At the Hampton Roads Planning District Commission headquarters in Virginia, staff knew their crumbling asphalt parking lot was in desperate need of repair. But instead of replacing the lot with more dark blacktop, the group chose an alternative.
The new parking lot, completed last year, includes porous concrete panels and areas with native plants and recycled materials to make the lot cooler and less prone to flooding.
With the new panels, “the rain infiltrates faster than it can puddle and stop on the surface,” said Jill Sunderland, the commission’s senior water resources planner.
“You notice too, that it’s cooler,” Ms. Sunderland added. “You really can tell a difference out there … not to mention it’s just more inviting.”
The project is one example of how dozens of cities and other groups around the U.S. are using alternatives to traditional asphalt lots in order beat the heat and curb water runoff — especially as climate change worsens.
The City of New Orleans has required its Department of Public Works to use permeable paving in lots and other spaces where practical. In Indianapolis, the Newfields art museum transformed one parking lot to include bioretention rain gardens and another with a permeable grid instead of traditional blacktop. Denver’s dePaving a Greener Denver initiative is looking to slash the city’s cover of parking lots and other impervious surfaces.
Another way cities are cutting back on pavement is by dropping regulations that require a minimum number of parking spaces for new residential or commercial buildings. Buffalo, New York; Austin, Texas; and Minneapolis are among the cities that have changed these policies in recent years.
Asphalt industry representatives, meanwhile, are touting advances in that material while also cautioning that parking lot owners should carefully consider the durability of any non-asphalt alternative.
In some downtowns, parking takes up a quarter or more of the land, and studies show that more than a third of parking spaces can sit empty at any given time, according to Adam Millard-Ball, a professor of urban planning at UCLA. Many lots see infrequent use at sporting arenas, malls or offices.
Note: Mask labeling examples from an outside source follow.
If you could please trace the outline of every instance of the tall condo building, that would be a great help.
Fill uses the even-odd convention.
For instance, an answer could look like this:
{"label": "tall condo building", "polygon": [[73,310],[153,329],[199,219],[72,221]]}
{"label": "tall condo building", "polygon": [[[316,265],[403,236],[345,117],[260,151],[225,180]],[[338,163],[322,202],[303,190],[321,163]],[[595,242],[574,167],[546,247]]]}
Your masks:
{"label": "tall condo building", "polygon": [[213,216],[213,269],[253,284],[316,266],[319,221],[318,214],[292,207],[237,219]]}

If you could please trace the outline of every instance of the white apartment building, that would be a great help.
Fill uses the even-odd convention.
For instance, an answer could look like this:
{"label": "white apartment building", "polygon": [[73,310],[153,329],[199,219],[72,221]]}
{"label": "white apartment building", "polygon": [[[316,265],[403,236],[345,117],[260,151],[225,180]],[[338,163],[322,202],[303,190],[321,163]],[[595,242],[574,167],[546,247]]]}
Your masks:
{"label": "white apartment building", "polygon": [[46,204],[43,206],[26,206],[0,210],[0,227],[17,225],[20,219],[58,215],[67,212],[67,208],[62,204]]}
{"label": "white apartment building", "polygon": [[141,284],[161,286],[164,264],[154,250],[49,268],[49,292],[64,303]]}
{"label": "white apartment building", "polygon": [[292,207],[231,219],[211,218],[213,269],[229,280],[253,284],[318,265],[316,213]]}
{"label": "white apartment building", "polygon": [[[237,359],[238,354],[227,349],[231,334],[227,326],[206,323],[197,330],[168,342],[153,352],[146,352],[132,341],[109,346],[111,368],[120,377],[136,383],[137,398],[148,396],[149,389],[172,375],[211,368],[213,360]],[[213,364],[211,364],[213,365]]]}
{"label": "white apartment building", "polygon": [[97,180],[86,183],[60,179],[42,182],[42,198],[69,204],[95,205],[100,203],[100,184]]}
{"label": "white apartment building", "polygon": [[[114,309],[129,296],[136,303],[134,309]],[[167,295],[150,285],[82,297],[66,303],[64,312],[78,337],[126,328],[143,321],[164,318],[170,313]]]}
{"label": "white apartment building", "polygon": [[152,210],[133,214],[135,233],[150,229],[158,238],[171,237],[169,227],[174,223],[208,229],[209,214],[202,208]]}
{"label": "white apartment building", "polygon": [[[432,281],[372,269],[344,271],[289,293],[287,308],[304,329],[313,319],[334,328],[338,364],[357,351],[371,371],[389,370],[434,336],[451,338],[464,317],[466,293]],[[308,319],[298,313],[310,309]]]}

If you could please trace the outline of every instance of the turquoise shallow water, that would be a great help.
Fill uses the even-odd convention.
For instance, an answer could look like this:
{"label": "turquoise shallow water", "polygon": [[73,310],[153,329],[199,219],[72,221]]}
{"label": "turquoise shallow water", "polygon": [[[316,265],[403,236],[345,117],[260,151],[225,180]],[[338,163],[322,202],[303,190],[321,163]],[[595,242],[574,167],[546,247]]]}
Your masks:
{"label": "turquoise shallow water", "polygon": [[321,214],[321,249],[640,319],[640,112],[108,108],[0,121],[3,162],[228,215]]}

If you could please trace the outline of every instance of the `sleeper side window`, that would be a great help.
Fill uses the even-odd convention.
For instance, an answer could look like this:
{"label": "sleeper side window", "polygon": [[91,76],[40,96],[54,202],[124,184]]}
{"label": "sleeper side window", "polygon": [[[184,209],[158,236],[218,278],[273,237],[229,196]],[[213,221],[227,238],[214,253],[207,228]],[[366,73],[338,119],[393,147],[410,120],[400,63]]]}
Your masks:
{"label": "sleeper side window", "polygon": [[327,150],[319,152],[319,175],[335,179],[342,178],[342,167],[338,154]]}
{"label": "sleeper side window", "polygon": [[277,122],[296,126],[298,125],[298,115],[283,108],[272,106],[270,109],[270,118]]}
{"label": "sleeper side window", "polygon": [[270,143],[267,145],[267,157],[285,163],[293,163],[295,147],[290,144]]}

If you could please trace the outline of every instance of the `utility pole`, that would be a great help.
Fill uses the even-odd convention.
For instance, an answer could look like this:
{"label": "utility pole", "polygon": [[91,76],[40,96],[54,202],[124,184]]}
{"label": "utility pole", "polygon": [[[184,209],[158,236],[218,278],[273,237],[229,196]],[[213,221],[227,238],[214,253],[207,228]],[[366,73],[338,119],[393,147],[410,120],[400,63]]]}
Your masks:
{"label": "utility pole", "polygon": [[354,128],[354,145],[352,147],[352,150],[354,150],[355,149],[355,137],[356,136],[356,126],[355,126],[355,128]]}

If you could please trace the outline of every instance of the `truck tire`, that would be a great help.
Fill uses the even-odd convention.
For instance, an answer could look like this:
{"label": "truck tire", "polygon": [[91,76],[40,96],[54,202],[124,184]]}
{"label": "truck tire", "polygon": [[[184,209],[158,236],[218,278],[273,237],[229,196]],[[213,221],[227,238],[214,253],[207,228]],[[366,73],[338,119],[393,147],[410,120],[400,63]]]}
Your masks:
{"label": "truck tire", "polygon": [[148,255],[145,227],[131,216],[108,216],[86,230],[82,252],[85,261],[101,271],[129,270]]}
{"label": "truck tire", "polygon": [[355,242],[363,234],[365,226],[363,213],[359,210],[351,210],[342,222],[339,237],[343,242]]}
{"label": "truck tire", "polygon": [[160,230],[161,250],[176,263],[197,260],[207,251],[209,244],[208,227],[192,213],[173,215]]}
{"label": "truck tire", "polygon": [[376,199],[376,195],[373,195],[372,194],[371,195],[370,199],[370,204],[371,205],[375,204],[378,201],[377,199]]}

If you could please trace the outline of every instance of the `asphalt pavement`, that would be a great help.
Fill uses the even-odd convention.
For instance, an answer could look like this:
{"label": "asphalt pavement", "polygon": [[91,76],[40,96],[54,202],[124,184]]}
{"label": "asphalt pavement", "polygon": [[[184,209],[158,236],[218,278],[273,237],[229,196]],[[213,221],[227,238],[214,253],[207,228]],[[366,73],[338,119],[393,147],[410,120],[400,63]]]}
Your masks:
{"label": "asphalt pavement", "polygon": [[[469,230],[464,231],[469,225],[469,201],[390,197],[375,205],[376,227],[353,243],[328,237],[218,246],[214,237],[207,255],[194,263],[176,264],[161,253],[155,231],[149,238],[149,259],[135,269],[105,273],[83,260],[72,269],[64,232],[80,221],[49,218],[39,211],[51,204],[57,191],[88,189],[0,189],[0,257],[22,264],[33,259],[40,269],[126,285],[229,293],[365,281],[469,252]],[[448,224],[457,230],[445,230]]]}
So some entities offer grants for cities and businesses to replace or transform these hardscape parking areas, which have traditionally been made from asphalt.
Reflective surface coatings or treatments, as used in Los Angeles’ Pacoima neighborhood, function like paint to keep the ground from absorbing as much heat.
Incorporating vegetation also helps regulate temperature by absorbing energy and releasing moisture.
Sacramento, California, requires parking lot developers to plant enough trees to shade half the lot within 15 years of its construction. In the District, the nation’s capital requires landscaping particularly for new development. Some cities leverage solar panel installations as shade structures.
Without these fixes, dark paved surfaces can trap heat and drive temperatures up by as much as 20 degrees. That heat typically builds up during the day.
The heat spreads, contributing to what’s known as the urban heat island effect, said Vincent Cotrone, extension educator of urban forestry at Pennsylvania State University. Warmer neighborhoods often lead to high energy use, as people rely more on air conditioning to stay cool. Those AC units push hot air back outside.
Other alternatives aim to solve problems that occur when impervious pavement prevents rainwater from soaking into the ground. When water runs off paved surfaces, it can carry pollutants like oil and heavy metals into nearby waterways, said Cotrone.
More advanced than gravel, lattice pavers allow for grass to grow. These, as well as interlocking pavers that create spaces between individual units, allow for rainwater to filter through. Other permeable substances used for runoff control include stone beds, brick pavers or honeycomb-style structures.
The Hampton Roads Planning District Commission uses a stamped, grooved concrete border, so that when stormwater runoff flows from traditional concrete to the porous concrete, sediment gets trapped instead of clogging up and needing maintenance.
Long channels of plants known as bioswales and recessed sections known as rain gardens both use sand, soil and plants to filter pollutants before stormwater reaches streams or sewers.